Ged Byrne remembers very clearly the date of his first international placement on 4 October 1988. This was to be a date that has impacted greatly not only on the rest of his career but on health services throughout the world. As a medical student in 1988, Ged was undertaking a three month elective period of study in Madras (now Chennai), India flying via Kabul. Ged admits that his reasons for wanting to go to India were probably not the norm: his uncle used to regale him with tales from his work as a baker on the British India Shipping Line, making him have an urge to see that part of the world. His path to medical school was also somewhat atypical as he came from a working class family.  Fortunately for him his teachers identified him as being “OK academically” and suggested he become a priest or a doctor, so paving paved the way for scholarships for him to continue his education beyond the mandatory 16 years.

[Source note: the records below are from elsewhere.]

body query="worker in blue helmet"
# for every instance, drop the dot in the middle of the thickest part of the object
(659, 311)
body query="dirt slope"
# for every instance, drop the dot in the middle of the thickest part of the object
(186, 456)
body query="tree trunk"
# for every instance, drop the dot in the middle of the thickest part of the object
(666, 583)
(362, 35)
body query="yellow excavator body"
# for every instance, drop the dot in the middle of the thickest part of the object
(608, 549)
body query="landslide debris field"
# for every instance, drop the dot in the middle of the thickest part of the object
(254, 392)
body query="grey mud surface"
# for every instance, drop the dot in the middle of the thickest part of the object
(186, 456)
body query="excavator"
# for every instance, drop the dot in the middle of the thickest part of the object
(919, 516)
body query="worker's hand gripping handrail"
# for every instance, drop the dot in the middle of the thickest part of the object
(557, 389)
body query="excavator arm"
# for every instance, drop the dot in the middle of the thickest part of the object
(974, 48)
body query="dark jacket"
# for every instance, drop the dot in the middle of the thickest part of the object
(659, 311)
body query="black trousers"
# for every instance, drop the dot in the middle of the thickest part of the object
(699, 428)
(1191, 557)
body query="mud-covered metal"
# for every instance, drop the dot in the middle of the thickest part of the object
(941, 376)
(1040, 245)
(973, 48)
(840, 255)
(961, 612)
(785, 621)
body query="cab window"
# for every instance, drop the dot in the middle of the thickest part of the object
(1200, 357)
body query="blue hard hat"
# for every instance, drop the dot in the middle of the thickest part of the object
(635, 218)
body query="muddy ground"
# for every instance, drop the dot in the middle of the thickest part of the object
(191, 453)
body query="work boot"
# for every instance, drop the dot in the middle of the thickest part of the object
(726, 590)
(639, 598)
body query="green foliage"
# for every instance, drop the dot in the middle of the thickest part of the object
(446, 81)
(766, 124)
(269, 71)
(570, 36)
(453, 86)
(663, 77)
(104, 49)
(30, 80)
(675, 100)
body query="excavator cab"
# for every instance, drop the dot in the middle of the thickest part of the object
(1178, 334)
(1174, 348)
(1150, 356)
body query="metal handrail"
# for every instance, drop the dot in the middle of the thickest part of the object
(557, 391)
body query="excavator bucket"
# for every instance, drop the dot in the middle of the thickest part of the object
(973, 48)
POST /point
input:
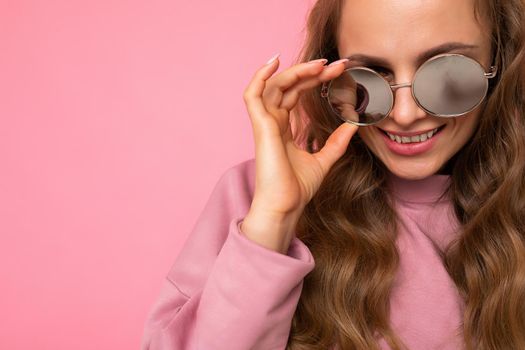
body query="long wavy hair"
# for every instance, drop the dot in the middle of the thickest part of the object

From flying out with a vague notion of tourism, Ged became absolutely fascinated by different clinical environments and his passion for international work was fuelled as he asked himself questions such as “How do you manage in resource poor settings? How do you manage challenge? What does resilience really look like? How do you make things happen in a in a country where you can’t understand 90% of what people are saying?”

These questions have continued to intrigue him throughout his career highlighting difference between the NHS and the public health service of Tamil Nadu where the main gates of the hospital were locked at night and opened at six in the morning “when you just get hundreds of people pour through with their families”. The triage tables were set up in the courtyard and the day’s work began.

Somehow, he managed to fit in time to play golf during this placement with an Indian medical student. After completing his Senior House Officer rotation, Ged headed back to the same hospital for a second stint, working with the health teams in Madras mainly in triage and operating theatre but elsewhere when required. Now, thirty years later, Ged has made almost 100 trips to the subcontinent for work purposes as well as to every other continent except for Antarctica but nothing compared with that first “metacognitive mind-blowing experience”.

Ged is a firm believer in the three pillars of education: the curriculum, the person who teaches it and the place of learning. For the third f these pillars he asserts that the NHS is “second to none” but because of the sheer volume of work, it was wonderful to learn many clinical skills in places such as Chennai.  However, his initial and subsequent experiences have all served to reinforce Ged’s belief that health is a global phenomenon. Because of this he established a global health unit within Health Education England maintaining that international placements should be available and accessible to all health professionals during their undergraduate programmes. He maintains, “The mutual learning that practitioners can experience can only be of benefit to both countries and broaden understandings of how others do things, while improving the clinical skills of those involved”.

One of Ged’s current projects is to work with countries such as India, Pakistan, Indonesia and Sri Lanka to train more and more of their “untrained and uneducated population to become health and public sector workers”.